All the wash-up and clean-up chores were finished, and the women could have a little time to themselves. Since the parlor was currently occupied by giggles, teasing, and an occasional little-girl shriek of protest for whatever her brothers were up to, Mary remained in the kitchen. Her basket of knitting could be easily retrieved from an empty corner, and the boys needed more socks.
With some four inches of height over her mother, Paulina bent a bit to give her a gentle hug. “How about another cup of coffee, Mama? We have enough ground beans to last us a few days, so we might as well take advantage of it.”
“Oh, that would be nice, dear. Get your book, and then turn up the wick on that lantern. Let’s at least have enough light in this dreary room.”
An occasional comment passed between them while Paulina’s pages slowly turned and Mary’s needles flashed through the skein of gray yarn. The children had settled down, with the boys working on some complex invented game, and Jessica changing costumes and stories for her limited collection of paper dolls.
Another draft of wind swept along the floor.
“Oh, I do hate winter so much,” Mary said after a moment, glancing toward the dark windows while she coughed a little. “Funny thing, I find it harder and harder to bear the cold as I grow older.”

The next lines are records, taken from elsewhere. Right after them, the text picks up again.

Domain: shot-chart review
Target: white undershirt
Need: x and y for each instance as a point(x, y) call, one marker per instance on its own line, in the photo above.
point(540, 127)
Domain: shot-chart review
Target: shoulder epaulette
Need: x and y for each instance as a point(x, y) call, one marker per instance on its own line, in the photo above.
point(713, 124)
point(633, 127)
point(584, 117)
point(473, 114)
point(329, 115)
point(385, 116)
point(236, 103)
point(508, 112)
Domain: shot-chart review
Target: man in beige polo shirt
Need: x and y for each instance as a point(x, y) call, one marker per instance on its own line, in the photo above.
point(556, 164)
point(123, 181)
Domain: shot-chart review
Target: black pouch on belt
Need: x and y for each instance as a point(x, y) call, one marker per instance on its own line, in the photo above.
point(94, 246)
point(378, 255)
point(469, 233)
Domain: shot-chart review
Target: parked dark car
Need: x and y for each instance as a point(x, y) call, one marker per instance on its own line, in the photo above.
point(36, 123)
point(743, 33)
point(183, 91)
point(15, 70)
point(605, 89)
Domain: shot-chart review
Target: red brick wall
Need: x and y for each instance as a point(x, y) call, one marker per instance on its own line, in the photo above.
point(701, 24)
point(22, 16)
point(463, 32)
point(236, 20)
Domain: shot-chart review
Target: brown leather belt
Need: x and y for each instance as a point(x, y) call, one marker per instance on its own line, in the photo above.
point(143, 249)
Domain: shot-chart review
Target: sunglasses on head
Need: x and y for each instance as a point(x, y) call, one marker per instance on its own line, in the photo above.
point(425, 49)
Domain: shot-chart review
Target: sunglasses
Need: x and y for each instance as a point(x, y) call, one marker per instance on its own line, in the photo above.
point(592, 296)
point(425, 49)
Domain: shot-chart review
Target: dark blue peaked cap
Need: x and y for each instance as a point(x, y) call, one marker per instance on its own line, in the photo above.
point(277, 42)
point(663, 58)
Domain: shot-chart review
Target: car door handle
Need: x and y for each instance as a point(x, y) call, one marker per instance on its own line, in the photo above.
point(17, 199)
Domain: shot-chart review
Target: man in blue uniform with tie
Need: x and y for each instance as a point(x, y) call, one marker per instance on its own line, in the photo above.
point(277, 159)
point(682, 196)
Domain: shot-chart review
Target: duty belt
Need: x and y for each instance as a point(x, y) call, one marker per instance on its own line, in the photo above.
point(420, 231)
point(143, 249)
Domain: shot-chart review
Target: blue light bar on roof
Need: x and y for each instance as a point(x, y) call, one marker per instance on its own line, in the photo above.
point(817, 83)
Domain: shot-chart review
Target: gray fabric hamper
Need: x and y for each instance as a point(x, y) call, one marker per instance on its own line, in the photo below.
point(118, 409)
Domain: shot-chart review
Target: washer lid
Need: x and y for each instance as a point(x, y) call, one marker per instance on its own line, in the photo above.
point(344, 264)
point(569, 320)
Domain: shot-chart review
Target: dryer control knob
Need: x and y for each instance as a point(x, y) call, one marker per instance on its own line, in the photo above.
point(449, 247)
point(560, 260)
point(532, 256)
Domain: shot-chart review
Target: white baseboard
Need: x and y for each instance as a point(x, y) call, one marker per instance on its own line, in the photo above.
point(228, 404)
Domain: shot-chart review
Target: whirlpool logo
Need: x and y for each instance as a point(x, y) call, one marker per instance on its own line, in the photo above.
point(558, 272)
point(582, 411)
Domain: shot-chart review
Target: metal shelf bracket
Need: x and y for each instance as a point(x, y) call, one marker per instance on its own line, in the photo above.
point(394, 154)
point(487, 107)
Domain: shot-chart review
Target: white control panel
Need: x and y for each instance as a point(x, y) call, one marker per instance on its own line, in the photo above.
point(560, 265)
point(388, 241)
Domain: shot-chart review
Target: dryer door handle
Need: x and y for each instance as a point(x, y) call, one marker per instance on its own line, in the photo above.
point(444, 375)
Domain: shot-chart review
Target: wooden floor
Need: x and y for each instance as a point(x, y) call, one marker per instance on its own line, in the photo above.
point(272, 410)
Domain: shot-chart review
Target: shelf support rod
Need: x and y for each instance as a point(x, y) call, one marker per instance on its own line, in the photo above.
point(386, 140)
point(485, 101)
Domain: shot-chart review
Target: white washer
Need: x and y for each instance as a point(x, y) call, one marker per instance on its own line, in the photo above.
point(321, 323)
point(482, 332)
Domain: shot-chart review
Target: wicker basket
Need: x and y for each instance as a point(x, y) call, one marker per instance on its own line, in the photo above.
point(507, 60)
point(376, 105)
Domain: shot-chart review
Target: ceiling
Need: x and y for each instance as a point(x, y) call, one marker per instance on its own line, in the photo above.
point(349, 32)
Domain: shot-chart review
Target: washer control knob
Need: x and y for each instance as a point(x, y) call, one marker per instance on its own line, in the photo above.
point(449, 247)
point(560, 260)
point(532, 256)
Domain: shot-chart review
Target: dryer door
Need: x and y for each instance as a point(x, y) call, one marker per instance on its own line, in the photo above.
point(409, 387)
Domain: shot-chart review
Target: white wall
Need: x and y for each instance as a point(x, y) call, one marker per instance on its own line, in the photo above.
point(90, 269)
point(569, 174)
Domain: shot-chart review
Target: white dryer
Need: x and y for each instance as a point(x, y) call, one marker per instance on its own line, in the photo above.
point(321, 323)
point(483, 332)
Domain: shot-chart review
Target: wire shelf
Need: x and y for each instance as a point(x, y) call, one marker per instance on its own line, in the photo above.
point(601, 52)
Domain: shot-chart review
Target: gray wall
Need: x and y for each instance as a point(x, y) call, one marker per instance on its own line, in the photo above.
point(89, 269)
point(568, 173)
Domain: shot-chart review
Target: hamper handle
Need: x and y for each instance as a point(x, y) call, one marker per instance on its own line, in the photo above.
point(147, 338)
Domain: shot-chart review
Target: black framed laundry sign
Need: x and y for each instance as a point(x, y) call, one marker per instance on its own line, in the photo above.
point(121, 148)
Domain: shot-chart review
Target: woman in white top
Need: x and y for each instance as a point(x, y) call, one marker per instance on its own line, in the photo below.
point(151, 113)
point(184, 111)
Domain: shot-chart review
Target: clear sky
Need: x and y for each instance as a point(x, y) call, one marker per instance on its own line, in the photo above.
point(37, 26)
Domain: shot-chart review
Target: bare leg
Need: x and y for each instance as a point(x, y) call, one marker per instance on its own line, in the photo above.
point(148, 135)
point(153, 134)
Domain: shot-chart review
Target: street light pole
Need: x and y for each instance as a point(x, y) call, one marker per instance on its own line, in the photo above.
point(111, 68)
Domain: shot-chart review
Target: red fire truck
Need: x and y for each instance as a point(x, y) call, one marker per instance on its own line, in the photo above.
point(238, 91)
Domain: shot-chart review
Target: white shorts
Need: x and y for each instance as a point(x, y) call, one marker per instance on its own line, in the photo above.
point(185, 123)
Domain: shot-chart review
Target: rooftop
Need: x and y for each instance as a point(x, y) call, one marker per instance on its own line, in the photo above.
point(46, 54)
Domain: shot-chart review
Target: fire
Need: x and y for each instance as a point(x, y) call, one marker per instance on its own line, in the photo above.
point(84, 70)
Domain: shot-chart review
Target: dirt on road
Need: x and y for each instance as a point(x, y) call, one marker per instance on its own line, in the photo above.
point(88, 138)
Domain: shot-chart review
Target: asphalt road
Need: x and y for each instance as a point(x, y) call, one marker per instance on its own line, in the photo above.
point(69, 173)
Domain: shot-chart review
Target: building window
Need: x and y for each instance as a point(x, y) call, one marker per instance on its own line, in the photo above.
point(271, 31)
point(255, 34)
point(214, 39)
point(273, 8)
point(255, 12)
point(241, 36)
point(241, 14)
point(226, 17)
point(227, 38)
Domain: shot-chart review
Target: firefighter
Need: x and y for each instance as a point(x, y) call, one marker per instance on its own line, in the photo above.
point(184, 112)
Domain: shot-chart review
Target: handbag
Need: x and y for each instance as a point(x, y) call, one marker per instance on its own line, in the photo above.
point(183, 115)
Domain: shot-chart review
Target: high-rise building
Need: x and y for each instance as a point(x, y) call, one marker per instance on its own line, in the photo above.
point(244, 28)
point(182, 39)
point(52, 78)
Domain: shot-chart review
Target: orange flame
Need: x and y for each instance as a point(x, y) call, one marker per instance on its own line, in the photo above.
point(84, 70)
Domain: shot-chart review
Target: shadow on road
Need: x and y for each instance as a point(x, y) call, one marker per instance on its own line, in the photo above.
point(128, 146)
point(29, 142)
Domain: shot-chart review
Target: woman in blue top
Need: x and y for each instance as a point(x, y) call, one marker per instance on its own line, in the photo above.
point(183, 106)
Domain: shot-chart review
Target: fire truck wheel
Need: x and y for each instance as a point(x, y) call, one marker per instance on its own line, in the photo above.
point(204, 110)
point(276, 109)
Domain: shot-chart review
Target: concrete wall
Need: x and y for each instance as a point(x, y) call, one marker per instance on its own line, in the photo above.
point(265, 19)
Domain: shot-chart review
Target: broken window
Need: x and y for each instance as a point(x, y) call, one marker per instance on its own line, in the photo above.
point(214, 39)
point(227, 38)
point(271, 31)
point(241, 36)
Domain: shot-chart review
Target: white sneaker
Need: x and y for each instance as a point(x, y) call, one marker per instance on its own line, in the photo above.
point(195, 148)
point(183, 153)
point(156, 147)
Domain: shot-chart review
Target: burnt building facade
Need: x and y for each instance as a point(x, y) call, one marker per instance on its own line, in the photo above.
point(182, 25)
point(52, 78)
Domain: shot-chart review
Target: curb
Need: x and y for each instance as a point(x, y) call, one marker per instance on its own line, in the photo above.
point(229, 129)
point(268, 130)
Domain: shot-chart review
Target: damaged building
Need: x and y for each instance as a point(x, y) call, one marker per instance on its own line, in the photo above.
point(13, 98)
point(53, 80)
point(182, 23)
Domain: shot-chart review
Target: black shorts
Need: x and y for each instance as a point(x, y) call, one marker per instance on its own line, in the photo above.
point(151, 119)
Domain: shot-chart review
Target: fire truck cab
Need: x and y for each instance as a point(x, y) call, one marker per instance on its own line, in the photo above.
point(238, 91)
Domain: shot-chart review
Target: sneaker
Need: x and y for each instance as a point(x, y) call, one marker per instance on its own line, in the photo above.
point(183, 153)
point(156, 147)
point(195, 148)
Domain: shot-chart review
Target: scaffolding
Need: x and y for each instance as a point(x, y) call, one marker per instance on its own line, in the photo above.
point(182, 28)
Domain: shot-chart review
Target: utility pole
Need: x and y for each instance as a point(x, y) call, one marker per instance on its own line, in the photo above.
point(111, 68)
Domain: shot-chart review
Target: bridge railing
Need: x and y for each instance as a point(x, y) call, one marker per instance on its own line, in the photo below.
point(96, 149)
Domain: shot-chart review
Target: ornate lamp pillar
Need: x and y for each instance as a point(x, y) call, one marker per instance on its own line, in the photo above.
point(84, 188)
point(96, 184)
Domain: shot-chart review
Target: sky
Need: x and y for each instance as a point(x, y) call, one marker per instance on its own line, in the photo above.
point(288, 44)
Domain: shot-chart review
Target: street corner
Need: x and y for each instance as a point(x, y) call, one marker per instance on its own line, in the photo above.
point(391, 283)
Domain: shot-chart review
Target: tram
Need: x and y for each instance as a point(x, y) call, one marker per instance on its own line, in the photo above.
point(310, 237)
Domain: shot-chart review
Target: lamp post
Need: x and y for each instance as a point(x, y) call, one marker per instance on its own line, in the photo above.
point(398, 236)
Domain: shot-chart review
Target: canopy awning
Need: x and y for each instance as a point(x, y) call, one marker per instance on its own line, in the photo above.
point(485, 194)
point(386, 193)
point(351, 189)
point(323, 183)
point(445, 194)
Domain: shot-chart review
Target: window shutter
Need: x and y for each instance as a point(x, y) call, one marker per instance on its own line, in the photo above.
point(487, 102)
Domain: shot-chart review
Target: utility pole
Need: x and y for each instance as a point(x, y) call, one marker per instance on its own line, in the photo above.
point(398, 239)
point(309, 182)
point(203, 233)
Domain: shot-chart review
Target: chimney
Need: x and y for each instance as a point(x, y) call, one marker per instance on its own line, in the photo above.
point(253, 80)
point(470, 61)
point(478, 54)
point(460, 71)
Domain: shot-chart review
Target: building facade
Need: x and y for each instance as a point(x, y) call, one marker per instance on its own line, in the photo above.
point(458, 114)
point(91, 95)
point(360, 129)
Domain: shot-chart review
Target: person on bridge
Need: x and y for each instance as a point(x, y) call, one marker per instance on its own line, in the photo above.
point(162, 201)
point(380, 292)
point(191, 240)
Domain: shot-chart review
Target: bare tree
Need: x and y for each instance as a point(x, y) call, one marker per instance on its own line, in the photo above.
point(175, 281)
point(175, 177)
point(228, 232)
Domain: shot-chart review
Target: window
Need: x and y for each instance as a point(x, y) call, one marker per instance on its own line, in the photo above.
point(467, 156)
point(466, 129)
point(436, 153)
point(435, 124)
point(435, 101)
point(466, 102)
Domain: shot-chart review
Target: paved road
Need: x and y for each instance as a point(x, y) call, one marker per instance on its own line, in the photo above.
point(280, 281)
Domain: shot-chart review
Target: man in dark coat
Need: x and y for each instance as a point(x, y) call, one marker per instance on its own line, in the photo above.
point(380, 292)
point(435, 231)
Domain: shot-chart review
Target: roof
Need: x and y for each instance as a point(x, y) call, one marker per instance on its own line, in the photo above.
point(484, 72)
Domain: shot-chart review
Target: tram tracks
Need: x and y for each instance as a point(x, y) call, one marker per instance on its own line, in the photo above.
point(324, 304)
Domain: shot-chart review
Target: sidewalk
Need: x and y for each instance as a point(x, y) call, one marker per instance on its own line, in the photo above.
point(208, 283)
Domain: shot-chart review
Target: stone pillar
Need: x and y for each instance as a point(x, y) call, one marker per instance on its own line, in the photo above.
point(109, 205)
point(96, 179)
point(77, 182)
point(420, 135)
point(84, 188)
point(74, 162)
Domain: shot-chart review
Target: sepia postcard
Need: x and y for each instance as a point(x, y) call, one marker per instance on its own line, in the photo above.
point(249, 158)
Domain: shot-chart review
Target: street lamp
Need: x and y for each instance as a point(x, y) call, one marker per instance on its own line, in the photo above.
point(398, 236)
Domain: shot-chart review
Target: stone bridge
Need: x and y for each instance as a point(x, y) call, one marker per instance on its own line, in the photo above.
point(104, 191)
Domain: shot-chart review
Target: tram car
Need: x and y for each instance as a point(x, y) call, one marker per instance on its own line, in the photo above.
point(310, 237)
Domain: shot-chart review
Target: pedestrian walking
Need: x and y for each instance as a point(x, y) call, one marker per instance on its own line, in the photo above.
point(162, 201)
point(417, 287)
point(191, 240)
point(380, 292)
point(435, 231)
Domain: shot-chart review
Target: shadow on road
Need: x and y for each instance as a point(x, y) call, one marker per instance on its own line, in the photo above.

“You’re not the only one, Mama. It becomes such a chore to pile on more and more clothing, and to stomp your way through all the ice and drifts of snow. Aren’t there places in this country that are warm year-round?”
“Bugs,” said Mary succinctly.
“They’re all inhabited by giant bugs. Or things that crawl up on land from the sea. Nasty though the weather is, I suppose we’re better off here than anywhere else.”
Paulina spoke with only half a mind attending to conversation. She was still dreaming a little, over the scenes she had just been perusing from Mr. Shakespeare’s works. She was also tired. The cold seemed to sap away all her energy, and all she wanted to do was nap next to a good roaring fire.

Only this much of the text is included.